As we encountered many dead ends in our searches we realized we had to think laterally if we ever intended to cross the Singapore Straits. Christian organized for a steel bracket to be made for Caesura’s stern as we had located a new 25hp Yamaha long shaft outboard motor. Paying for it was another matter. The shop owner only dealt in cash. The maximum we could take out of the bank was 600 dollars per person per day. We did not want to use ATMs and alarm our bank so much that they stopped our cards, so getting the cash for the engine took many trips to the bank but finally we paid over the large bag of loot and became proud owners of our new outboard.

But we were none too sure how or if the engine would be able to push Caesura sufficiently well to keep out of the way of huge tankers or worse, barges towing.  Barges have little manoeuvrability. The plan was on our first day with the outboard to stay close to the Batam coast side of the Singapore Straits just in case we had to return to the marina. We loaded up with petrol and set off. It worked and at times we did an amazing 4 knots thanks to the currents.

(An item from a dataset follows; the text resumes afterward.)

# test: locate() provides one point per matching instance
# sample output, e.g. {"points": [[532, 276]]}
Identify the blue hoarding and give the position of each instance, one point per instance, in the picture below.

On day two we crossed the Straits, taking into account positions of countless ships as shown on our AIS receiver. We anchored off Pulau Kukup on the second night and enjoyed a magnificent sunset. But the weather on day three was very different. As we hugged the Malaysian coast on our way north we encountered heavy thunder, lightning and rain making anchoring in areas with poor shelter impossible. So we kept going through the night to arrive on the afternoon of November 22nd in the Admiral Marina at Port Dickson.  And as I write at the end of February 2013, we are still in the marina.

After a couple of weeks or so we had a very valuable find. Whereas there are no slip or maintenance facilities here, only a hardstand for small boats, we heard of one man who flies to his clients far and wide, he is so very sought after. Mr Choo was our man – when we could track him down. There is a dire shortage of marine engineers in Malaysia because after the apprentices are qualified there are better paid jobs for them elsewhere.

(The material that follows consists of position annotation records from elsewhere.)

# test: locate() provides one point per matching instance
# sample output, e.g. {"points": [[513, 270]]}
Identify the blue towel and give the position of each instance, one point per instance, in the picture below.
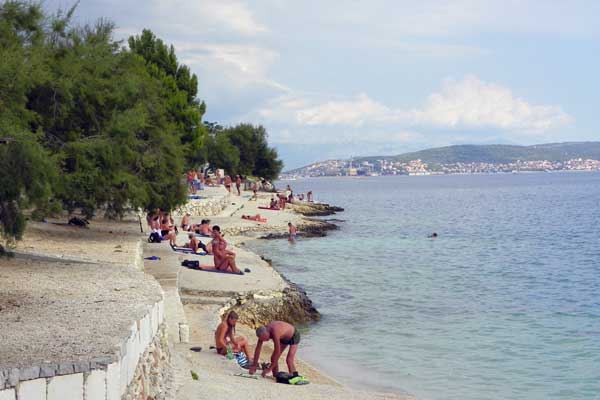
{"points": [[241, 358]]}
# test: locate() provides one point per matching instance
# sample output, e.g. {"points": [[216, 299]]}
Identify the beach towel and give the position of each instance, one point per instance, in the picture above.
{"points": [[195, 265], [255, 219], [241, 359], [187, 250]]}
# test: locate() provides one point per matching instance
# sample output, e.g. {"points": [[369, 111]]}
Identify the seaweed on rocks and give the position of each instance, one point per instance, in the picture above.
{"points": [[315, 209], [313, 228], [291, 305]]}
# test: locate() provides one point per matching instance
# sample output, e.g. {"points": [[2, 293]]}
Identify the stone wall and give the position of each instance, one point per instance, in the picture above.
{"points": [[204, 207], [136, 370]]}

We engaged Mr Choo, owner of the Supreme Power Engineering Co because according to many sources, he is the best.  With temperatures of 30 plus humid degrees in the confined space of the engine room which is under the pilot house, Mr Choo and his workers took everything apart. The impeccable state of the motor, cylinders, pistons, etc was a pleasant surprise. This Ford 72hp, 4.2 litre, 4 cylinder is fantastic… if it hadn’t been for our negligence! The only part that had been somewhat affected and had started to seize was the crank shaft and some of its bearings. Mr Choo had the crank shaft re surfaced by a specialist and installed new bearings.

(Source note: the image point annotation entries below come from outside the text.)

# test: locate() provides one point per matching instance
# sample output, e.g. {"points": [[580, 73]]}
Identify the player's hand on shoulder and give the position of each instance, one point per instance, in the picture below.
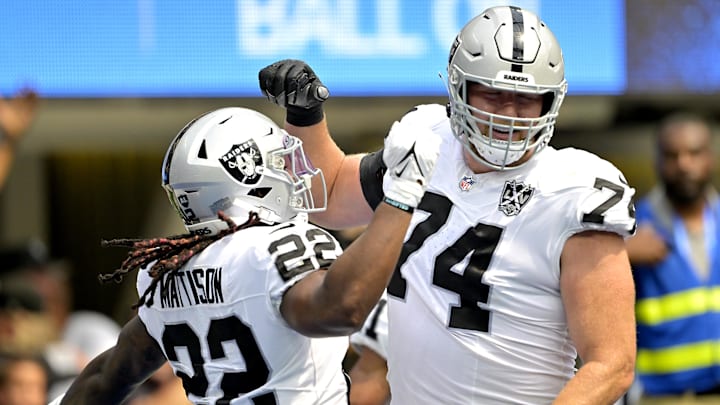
{"points": [[292, 83], [410, 154]]}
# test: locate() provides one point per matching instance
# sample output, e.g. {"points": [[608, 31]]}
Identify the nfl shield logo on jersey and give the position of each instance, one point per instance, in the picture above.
{"points": [[514, 197], [466, 183]]}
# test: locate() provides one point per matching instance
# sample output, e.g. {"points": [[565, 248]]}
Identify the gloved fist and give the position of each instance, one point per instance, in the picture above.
{"points": [[410, 154], [292, 84]]}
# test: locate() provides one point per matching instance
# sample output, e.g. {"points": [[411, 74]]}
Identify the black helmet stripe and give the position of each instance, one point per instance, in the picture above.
{"points": [[518, 42], [173, 145]]}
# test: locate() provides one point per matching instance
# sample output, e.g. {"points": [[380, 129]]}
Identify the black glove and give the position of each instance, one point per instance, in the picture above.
{"points": [[292, 84]]}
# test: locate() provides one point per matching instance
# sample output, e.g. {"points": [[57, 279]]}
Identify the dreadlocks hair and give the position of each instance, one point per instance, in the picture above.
{"points": [[169, 253]]}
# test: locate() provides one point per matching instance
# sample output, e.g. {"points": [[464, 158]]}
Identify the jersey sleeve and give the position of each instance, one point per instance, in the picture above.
{"points": [[292, 253], [603, 198]]}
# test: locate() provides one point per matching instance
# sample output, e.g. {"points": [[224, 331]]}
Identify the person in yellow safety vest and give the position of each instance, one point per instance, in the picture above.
{"points": [[677, 269]]}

While the motor was all in pieces we used the opportunity to replace some of its parts which could have still worked perfectly but who knew when we would have such an opportunity again. Naturally enough there were hiccups. We were waiting for one part to come from the UK but when it arrived it was the wrong size. Choo had to reorder it. We are now waiting for the right one before the assembly can be completed. The engine will then be as good as new.

We also explored the local area and started to make friends. If one has to be marooned anywhere this is a good place; facilities are very good with pool, gym, and well- kept marina with shops and warungs within easy walking distance. We have experienced nothing but kindness from everyone we have encountered.

So although this has been an unexpected pause in our plans we have learned to relax and adjust to Malaysian time. After all the word Caesura means ‘A pause in a line of poetry which is an integral part of the overall rhythm’. What have we learned from this pause? To carry out more rigorous checking of gear and more frequently. To ‘Think outside the box’. To be patient and enjoy the ‘Now’.

We plan to sell Caesura soon and buy a boat with more cabins so we can enjoy having more friends and family stay but we shall be sad to see her go, our strong old girl.